As a toy example, let's optimize $$f(x)=\frac12\|x\|^2,$$ which has the gradient map $\nabla f(x)=x.$

def quadratic(x):
    return 0.5*x.dot(x)

def quadratic_gradient(x):
    return x

Note the function is $1$-smooth and $1$-strongly convex. Our theorems would then suggest that we use a constant step size of $1.$ If you think about it, for this step size the algorithm will actually find the optimal solution in just one step.

x0 = np.random.normal(0, 1, (1000))
_, x1 = gradient_descent(x0, [1.0], quadratic_gradient)

Indeed, it does.

x1.all() == 0

True

Let's say we don't have the right learning rate.

xs = gradient_descent(x0, [0.1]*50, quadratic_gradient)
error_plot([quadratic(x) for x in xs])

Constrained optimization¶

Let's say we want to optimize the function inside some affine subspace. Recall that affine subspaces are convex sets. Below we pick a random low dimensional affine subspace $b+U$ and define the corresponding linear projection operator.

# U is an orthonormal basis of a random 100-dimensional subspace.
U = np.linalg.qr(np.random.normal(0, 1, (1000, 100)))[0]
b = np.random.normal(0, 1, 1000)

def proj(x):
    """Projection of x onto an affine subspace"""
    return b + U.dot(U.T).dot(x-b)

x0 = np.random.normal(0, 1, (1000))
xs = gradient_descent(x0, [0.1]*50, quadratic_gradient, proj)
# the optimal solution is the projection of the origin
x_opt = proj(0)
error_plot([quadratic(x) for x in xs])
plt.plot(range(len(xs)), [quadratic(x_opt)]*len(xs),
        label='$\\frac{1}{2}|\!|x_{\mathrm{opt}}|\!|^2$')
plt.legend()

<matplotlib.legend.Legend at 0x7f2f3fde0350>

The orangle line shows the optimal error, which the algorithm reaches quickly.
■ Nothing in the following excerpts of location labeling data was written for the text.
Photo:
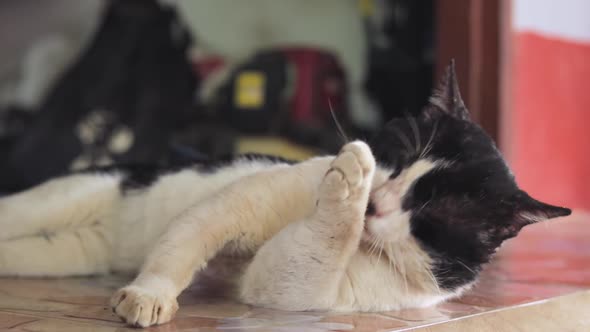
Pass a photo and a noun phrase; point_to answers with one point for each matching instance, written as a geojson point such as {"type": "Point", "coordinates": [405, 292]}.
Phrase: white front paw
{"type": "Point", "coordinates": [350, 175]}
{"type": "Point", "coordinates": [143, 307]}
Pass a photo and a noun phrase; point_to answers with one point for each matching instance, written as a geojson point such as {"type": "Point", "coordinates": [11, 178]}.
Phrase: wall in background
{"type": "Point", "coordinates": [546, 117]}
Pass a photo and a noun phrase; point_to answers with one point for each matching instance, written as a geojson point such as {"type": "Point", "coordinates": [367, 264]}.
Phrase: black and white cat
{"type": "Point", "coordinates": [407, 220]}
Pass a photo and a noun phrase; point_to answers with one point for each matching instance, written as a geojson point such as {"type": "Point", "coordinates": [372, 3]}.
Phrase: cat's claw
{"type": "Point", "coordinates": [142, 307]}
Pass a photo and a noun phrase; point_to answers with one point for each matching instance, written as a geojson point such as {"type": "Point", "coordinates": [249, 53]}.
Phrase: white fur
{"type": "Point", "coordinates": [302, 225]}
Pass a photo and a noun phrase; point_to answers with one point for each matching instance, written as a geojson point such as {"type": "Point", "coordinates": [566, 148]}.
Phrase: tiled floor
{"type": "Point", "coordinates": [545, 261]}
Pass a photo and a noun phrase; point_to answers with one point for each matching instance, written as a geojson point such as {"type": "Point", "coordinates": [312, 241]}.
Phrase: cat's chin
{"type": "Point", "coordinates": [391, 227]}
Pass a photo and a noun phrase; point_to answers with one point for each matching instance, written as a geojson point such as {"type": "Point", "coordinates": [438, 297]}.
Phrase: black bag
{"type": "Point", "coordinates": [119, 102]}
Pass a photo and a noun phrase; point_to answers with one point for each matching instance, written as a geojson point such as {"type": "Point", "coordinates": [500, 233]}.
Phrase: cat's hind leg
{"type": "Point", "coordinates": [72, 201]}
{"type": "Point", "coordinates": [302, 267]}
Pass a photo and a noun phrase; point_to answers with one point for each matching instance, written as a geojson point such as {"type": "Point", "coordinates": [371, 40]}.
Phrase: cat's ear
{"type": "Point", "coordinates": [529, 211]}
{"type": "Point", "coordinates": [446, 97]}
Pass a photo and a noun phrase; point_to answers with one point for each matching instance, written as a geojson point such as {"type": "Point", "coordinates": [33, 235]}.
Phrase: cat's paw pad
{"type": "Point", "coordinates": [350, 173]}
{"type": "Point", "coordinates": [142, 307]}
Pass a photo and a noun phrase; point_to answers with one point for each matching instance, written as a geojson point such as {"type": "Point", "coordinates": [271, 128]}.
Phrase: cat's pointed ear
{"type": "Point", "coordinates": [447, 97]}
{"type": "Point", "coordinates": [529, 211]}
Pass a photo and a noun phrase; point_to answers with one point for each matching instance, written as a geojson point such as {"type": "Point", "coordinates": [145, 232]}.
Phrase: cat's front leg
{"type": "Point", "coordinates": [302, 267]}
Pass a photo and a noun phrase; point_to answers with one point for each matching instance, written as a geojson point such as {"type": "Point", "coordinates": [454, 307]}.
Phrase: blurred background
{"type": "Point", "coordinates": [97, 82]}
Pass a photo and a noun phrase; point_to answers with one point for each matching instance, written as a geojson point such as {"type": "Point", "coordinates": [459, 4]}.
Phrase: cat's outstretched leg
{"type": "Point", "coordinates": [69, 202]}
{"type": "Point", "coordinates": [248, 212]}
{"type": "Point", "coordinates": [302, 267]}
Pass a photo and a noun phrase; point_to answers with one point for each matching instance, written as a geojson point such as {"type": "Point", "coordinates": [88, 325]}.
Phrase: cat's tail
{"type": "Point", "coordinates": [70, 202]}
{"type": "Point", "coordinates": [59, 228]}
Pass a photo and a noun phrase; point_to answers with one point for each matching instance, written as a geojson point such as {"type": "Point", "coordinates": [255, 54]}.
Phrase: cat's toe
{"type": "Point", "coordinates": [141, 307]}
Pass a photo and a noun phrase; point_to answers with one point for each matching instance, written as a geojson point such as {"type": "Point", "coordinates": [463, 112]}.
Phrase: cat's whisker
{"type": "Point", "coordinates": [428, 145]}
{"type": "Point", "coordinates": [423, 206]}
{"type": "Point", "coordinates": [341, 132]}
{"type": "Point", "coordinates": [381, 244]}
{"type": "Point", "coordinates": [465, 266]}
{"type": "Point", "coordinates": [414, 126]}
{"type": "Point", "coordinates": [431, 276]}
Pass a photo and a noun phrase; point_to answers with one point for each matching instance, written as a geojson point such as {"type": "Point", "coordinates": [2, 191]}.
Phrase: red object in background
{"type": "Point", "coordinates": [319, 84]}
{"type": "Point", "coordinates": [549, 123]}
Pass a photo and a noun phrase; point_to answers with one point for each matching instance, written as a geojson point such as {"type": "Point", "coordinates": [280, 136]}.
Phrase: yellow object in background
{"type": "Point", "coordinates": [249, 92]}
{"type": "Point", "coordinates": [274, 146]}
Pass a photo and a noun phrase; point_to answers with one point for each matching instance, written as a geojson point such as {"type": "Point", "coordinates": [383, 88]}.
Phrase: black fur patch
{"type": "Point", "coordinates": [462, 210]}
{"type": "Point", "coordinates": [140, 176]}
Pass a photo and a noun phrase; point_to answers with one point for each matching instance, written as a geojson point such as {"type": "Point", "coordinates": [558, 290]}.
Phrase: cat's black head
{"type": "Point", "coordinates": [448, 180]}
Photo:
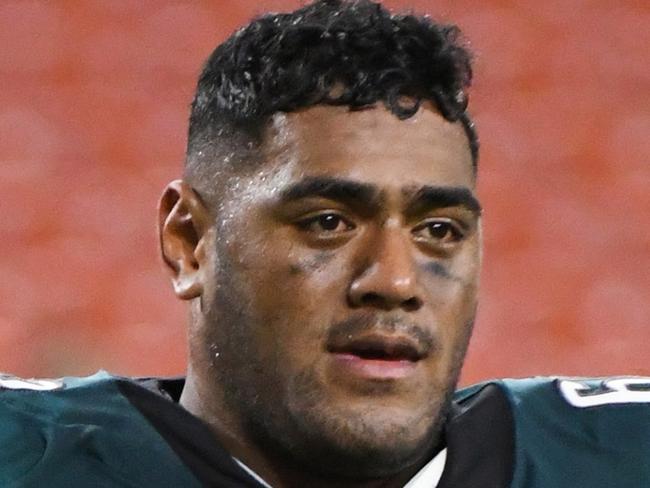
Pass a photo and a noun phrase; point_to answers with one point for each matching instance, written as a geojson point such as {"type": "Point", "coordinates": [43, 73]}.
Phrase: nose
{"type": "Point", "coordinates": [388, 281]}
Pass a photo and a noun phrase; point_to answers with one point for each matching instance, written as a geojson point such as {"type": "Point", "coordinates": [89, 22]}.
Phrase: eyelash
{"type": "Point", "coordinates": [306, 224]}
{"type": "Point", "coordinates": [451, 233]}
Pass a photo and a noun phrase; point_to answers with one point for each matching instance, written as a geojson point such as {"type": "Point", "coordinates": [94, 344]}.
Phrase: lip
{"type": "Point", "coordinates": [377, 356]}
{"type": "Point", "coordinates": [373, 369]}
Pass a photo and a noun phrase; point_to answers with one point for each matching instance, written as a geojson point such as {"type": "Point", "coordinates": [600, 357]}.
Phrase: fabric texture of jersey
{"type": "Point", "coordinates": [107, 431]}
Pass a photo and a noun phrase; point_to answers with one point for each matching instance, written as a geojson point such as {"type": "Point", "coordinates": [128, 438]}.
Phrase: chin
{"type": "Point", "coordinates": [365, 443]}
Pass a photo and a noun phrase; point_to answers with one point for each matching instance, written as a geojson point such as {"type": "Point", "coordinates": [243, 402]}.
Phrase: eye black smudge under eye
{"type": "Point", "coordinates": [313, 263]}
{"type": "Point", "coordinates": [437, 269]}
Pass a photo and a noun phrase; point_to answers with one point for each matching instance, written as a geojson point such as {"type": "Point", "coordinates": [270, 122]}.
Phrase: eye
{"type": "Point", "coordinates": [439, 232]}
{"type": "Point", "coordinates": [326, 223]}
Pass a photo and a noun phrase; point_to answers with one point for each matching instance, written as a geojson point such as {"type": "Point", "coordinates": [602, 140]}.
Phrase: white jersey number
{"type": "Point", "coordinates": [611, 391]}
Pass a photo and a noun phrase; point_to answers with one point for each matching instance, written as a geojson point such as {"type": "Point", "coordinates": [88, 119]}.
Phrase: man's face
{"type": "Point", "coordinates": [344, 286]}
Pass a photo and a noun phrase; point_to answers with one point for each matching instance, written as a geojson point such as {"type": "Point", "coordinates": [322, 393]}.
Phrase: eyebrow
{"type": "Point", "coordinates": [347, 191]}
{"type": "Point", "coordinates": [426, 197]}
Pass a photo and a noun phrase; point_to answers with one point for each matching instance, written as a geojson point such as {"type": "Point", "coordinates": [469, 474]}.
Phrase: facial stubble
{"type": "Point", "coordinates": [290, 415]}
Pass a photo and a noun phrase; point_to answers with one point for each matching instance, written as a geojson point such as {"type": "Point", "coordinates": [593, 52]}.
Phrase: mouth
{"type": "Point", "coordinates": [379, 347]}
{"type": "Point", "coordinates": [377, 356]}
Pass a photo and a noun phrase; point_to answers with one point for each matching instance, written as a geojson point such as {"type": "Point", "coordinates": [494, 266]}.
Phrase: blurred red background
{"type": "Point", "coordinates": [94, 99]}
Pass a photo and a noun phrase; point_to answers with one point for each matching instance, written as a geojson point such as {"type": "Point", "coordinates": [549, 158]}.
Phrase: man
{"type": "Point", "coordinates": [327, 236]}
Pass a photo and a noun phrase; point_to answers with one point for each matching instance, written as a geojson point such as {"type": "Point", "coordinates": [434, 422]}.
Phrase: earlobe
{"type": "Point", "coordinates": [182, 225]}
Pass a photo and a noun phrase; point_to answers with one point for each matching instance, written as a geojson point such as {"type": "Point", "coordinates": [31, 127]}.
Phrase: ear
{"type": "Point", "coordinates": [183, 221]}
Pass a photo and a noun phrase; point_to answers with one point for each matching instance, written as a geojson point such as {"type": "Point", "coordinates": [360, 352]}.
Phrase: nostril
{"type": "Point", "coordinates": [373, 300]}
{"type": "Point", "coordinates": [411, 304]}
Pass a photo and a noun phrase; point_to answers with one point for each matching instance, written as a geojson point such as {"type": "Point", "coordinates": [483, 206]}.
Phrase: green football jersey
{"type": "Point", "coordinates": [108, 431]}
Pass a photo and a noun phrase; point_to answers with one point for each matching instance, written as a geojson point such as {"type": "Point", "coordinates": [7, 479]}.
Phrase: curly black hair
{"type": "Point", "coordinates": [336, 52]}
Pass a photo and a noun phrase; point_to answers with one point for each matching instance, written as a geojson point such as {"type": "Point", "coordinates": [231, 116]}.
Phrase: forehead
{"type": "Point", "coordinates": [371, 145]}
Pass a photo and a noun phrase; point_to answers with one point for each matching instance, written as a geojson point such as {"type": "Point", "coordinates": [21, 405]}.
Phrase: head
{"type": "Point", "coordinates": [327, 235]}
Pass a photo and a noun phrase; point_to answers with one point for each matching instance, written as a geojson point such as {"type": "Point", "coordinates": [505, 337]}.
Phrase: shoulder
{"type": "Point", "coordinates": [593, 429]}
{"type": "Point", "coordinates": [83, 429]}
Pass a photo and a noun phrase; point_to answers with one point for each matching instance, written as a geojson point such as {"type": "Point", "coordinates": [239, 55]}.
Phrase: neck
{"type": "Point", "coordinates": [277, 472]}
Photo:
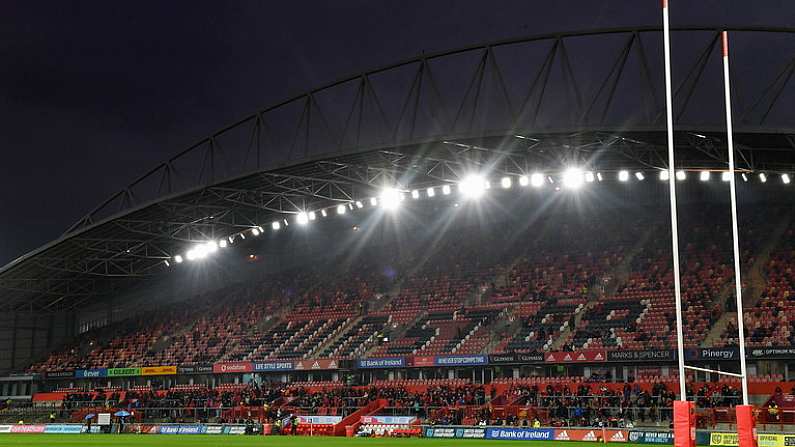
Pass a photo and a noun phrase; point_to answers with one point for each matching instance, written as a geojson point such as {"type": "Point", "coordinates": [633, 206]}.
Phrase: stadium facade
{"type": "Point", "coordinates": [533, 280]}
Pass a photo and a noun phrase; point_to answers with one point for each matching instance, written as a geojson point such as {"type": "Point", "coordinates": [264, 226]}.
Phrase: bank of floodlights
{"type": "Point", "coordinates": [472, 186]}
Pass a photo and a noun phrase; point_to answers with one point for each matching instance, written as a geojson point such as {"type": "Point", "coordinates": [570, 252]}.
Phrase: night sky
{"type": "Point", "coordinates": [93, 94]}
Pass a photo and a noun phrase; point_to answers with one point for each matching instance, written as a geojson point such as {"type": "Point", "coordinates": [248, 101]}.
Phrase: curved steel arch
{"type": "Point", "coordinates": [461, 114]}
{"type": "Point", "coordinates": [401, 124]}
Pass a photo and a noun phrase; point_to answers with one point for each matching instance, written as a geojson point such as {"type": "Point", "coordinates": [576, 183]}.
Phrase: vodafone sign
{"type": "Point", "coordinates": [233, 367]}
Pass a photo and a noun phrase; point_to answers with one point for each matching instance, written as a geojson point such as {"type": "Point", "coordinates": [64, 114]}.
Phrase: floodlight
{"type": "Point", "coordinates": [302, 218]}
{"type": "Point", "coordinates": [390, 198]}
{"type": "Point", "coordinates": [572, 178]}
{"type": "Point", "coordinates": [472, 186]}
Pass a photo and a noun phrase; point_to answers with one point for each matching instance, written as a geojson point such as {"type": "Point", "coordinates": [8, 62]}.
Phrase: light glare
{"type": "Point", "coordinates": [390, 198]}
{"type": "Point", "coordinates": [472, 186]}
{"type": "Point", "coordinates": [537, 180]}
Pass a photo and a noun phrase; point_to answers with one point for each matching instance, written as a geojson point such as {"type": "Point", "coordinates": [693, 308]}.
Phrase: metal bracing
{"type": "Point", "coordinates": [510, 107]}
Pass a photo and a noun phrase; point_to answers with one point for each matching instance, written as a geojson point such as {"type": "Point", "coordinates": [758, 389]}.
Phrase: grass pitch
{"type": "Point", "coordinates": [34, 440]}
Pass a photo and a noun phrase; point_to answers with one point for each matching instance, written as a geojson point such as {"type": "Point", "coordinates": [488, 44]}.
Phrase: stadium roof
{"type": "Point", "coordinates": [540, 103]}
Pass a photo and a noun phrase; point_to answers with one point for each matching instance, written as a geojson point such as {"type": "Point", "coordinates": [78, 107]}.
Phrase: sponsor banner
{"type": "Point", "coordinates": [90, 373]}
{"type": "Point", "coordinates": [530, 358]}
{"type": "Point", "coordinates": [319, 420]}
{"type": "Point", "coordinates": [732, 353]}
{"type": "Point", "coordinates": [60, 374]}
{"type": "Point", "coordinates": [37, 428]}
{"type": "Point", "coordinates": [423, 361]}
{"type": "Point", "coordinates": [389, 420]}
{"type": "Point", "coordinates": [214, 430]}
{"type": "Point", "coordinates": [233, 367]}
{"type": "Point", "coordinates": [440, 432]}
{"type": "Point", "coordinates": [63, 428]}
{"type": "Point", "coordinates": [187, 429]}
{"type": "Point", "coordinates": [516, 358]}
{"type": "Point", "coordinates": [123, 372]}
{"type": "Point", "coordinates": [528, 434]}
{"type": "Point", "coordinates": [158, 370]}
{"type": "Point", "coordinates": [592, 435]}
{"type": "Point", "coordinates": [191, 429]}
{"type": "Point", "coordinates": [502, 358]}
{"type": "Point", "coordinates": [273, 366]}
{"type": "Point", "coordinates": [316, 364]}
{"type": "Point", "coordinates": [651, 437]}
{"type": "Point", "coordinates": [461, 360]}
{"type": "Point", "coordinates": [587, 356]}
{"type": "Point", "coordinates": [235, 430]}
{"type": "Point", "coordinates": [470, 433]}
{"type": "Point", "coordinates": [772, 353]}
{"type": "Point", "coordinates": [194, 369]}
{"type": "Point", "coordinates": [386, 362]}
{"type": "Point", "coordinates": [771, 440]}
{"type": "Point", "coordinates": [652, 355]}
{"type": "Point", "coordinates": [723, 439]}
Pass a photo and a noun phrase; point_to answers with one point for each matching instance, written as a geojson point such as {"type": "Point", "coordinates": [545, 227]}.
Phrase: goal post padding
{"type": "Point", "coordinates": [684, 424]}
{"type": "Point", "coordinates": [746, 426]}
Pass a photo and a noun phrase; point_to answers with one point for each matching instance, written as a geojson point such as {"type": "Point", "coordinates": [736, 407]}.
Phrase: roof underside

The iterates also converge to the optimal solution in domain as the following plot shows.

error_plot([np.linalg.norm(x_opt-x)**2 for x in xs])

Least Squares¶

One of the most fundamental data analysis tools is linear least squares. Given an $m\times n$ matrix $A$ and a vector $b$ our goal is to find a vector $x\in\mathbb{R}^n$ that minimizes the following objective:

$$f(x) = \frac 1{2m}\sum_{i=1}^m (a_i^\top x - b_j)^2 =\frac1{2m}\|Ax-b\|^2$$

We can verify that $\nabla f(x) = A^\top(Ax-b)$ and $\nabla^2 f(x) = A^\top A.$

Hence, the objective is $\beta$-smooth with $\beta=\lambda_{\mathrm{max}}(A^\top A)$, and $\alpha$-strongly convex with $\alpha=\lambda_{\mathrm{min}}(A^\top A)$.

def least_squares(A, b, x):
    """Least squares objective."""
    return (0.5/m) * np.linalg.norm(A.dot(x)-b)**2

def least_squares_gradient(A, b, x):
    """Gradient of least squares objective at x."""
    return A.T.dot(A.dot(x)-b)/m

Overdetermined case $m\ge n$¶

m, n = 1000, 100
A = np.random.normal(0, 1, (m, n))
x_opt = np.random.normal(0, 1, n)
noise = np.random.normal(0, 0.1, m)
b = A.dot(x_opt) + noise
objective = lambda x: least_squares(A, b, x)
gradient = lambda x: least_squares_gradient(A, b, x)

Convergence in objective¶

x0 = np.random.normal(0, 1, n)
xs = gradient_descent(x0, [0.1]*100, gradient)
error_plot([objective(x) for x in xs])
plt.plot(range(len(xs)), [np.linalg.norm(noise)**2]*len(xs),
        label='noise level', **kwargs)
plt.plot(range(len(xs)), [least_squares(A,b,x_opt)]*len(xs),
        label='optimal', **kwargs)
_ = plt.legend()

Convergence in domain¶

error_plot([np.linalg.norm(x-x_opt)**2 for x in xs])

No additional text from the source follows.